Former UI graduate student and COGS member Jonathan Kissam has served as the communications director of United Electrical, Radio, and Machine Workers of America since 2017 and has described his time with COGS as wonderful.
“They were our first graduate workers locally, and they’ve brought a lot of energy and sort of youthful vitality to the UE,” he said.
During his time at COGS, Kissam helped advocate for one of the first graduate student health care plans on campus, prior to when grad students were only allowed to go to the UI Student Health Center without formal health insurance. Kissan said he is honored to be part of such an accomplishment.
Although the 2017 law has removed health insurance as one of the scopes of negotiations, Kissan is still proud of the efforts COGS has made to increase graduate student wages by 6 percent.
“It’s sort of the administrative things that make it very difficult for the union to function. So we are very proud that COGS has, despite all these restrictions put on it by the laws, continued to persevere and fight for graduate workers in raising wages more than the minimum set by the law,” he said.
The United Electrical, Radio, and Machine Workers of America is a national independent labor union that represents approximately 60,000 workers in various industries. They were originally formed as a union in the electrical manufacturing industry that has since grown to include public sector, higher education, retail, and transportation workers as well.

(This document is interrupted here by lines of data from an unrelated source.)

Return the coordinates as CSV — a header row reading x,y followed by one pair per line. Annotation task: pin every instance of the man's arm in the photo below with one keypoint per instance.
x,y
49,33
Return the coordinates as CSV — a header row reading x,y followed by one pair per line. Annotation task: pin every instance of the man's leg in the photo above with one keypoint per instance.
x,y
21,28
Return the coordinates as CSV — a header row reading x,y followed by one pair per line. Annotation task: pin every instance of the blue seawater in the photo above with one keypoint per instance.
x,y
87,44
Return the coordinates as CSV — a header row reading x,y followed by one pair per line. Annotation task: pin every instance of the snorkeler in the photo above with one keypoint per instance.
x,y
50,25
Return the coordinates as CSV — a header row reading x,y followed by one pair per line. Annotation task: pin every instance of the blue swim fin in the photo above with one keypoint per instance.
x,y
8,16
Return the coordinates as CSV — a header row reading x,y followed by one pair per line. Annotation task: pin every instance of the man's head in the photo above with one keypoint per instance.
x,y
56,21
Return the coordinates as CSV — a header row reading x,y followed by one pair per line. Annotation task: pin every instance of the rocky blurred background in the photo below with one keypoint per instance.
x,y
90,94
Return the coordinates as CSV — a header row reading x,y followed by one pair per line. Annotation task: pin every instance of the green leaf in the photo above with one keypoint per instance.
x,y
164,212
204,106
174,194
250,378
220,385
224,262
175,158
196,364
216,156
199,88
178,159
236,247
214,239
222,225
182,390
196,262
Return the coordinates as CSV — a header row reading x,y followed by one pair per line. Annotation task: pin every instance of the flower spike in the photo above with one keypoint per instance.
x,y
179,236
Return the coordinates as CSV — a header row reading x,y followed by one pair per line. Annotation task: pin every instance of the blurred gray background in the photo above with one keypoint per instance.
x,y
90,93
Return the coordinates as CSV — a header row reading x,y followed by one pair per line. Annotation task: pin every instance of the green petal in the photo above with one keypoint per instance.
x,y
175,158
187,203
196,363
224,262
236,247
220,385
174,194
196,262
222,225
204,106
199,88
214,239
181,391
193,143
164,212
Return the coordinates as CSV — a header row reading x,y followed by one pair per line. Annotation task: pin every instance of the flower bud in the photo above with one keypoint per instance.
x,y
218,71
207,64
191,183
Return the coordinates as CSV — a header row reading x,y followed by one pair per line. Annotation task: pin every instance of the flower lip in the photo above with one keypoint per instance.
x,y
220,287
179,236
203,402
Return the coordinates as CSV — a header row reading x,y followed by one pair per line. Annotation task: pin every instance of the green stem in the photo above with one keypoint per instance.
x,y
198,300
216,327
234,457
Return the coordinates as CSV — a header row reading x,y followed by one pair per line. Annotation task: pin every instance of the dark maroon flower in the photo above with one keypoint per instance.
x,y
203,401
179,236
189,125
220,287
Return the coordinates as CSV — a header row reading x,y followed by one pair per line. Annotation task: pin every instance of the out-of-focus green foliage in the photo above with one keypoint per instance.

“We pride ourselves on being a very democratic union run by the members, not by staff or officers, and historically, we’ve been a very progressive union,” Kissam said. “We took a case for equal pay for equal work to the World Labor Board in the 1940s, have always been very strong against racism and for civil rights, and were very early opponents of the Vietnam War.”
UI graduate student Clara Reynen serves as COGS’s Unity Chair and has been a dues-paying member since 2023, when she first started as a teacher’s assistant.
Reynen works to make sure that people within the union feel represented, such as international and first-generation students. She’s described her experience with COGS as “amazing.”
“Being involved in COGS has been a great way to stay connected to what’s happening politically, locally, statewide, nationally, and it’s just given me a much deeper perspective on the struggles that those workers and the laboring class go through,” she said.
Reynen said the university has made it difficult for international students in particular to continue their enrollment. However, she acknowledges much of these issues are related to state-level defunding, for which the university is trying to make up.
Reynen referenced the 80 percent general semester and a one-time payment of 83.3 percent orientation fee recommendations made by the regents for international students, fees that COGS has heavily opposed.
She also said the university’s dining dollar system has disrupted the ability for graduate students to obtain meals.
“Showing graduate students that they care about us as people, and not just free and cheap labor,” she said. “A lot of students interact with grad students more than their professors themselves, and so I think the university could be doing a lot more.”
As her graduation approaches, Reynen remains determined to help and encourage COGS beneficiaries to join the union for additional support and resources, especially international students who may be afraid to join.
Under Section 7 of the National Labor Relations Act, employees are allowed to unionize. The statute does not distinguish legal status, which allows international students the ability to join COGS and other unions.
“Everybody has the right to be in a union, whether you’re an international student or a domestic student. Whether you’re coming straight from undergrad, whether you’re a returning student in your 60s, you have the right to get involved in your union,” Reynen said.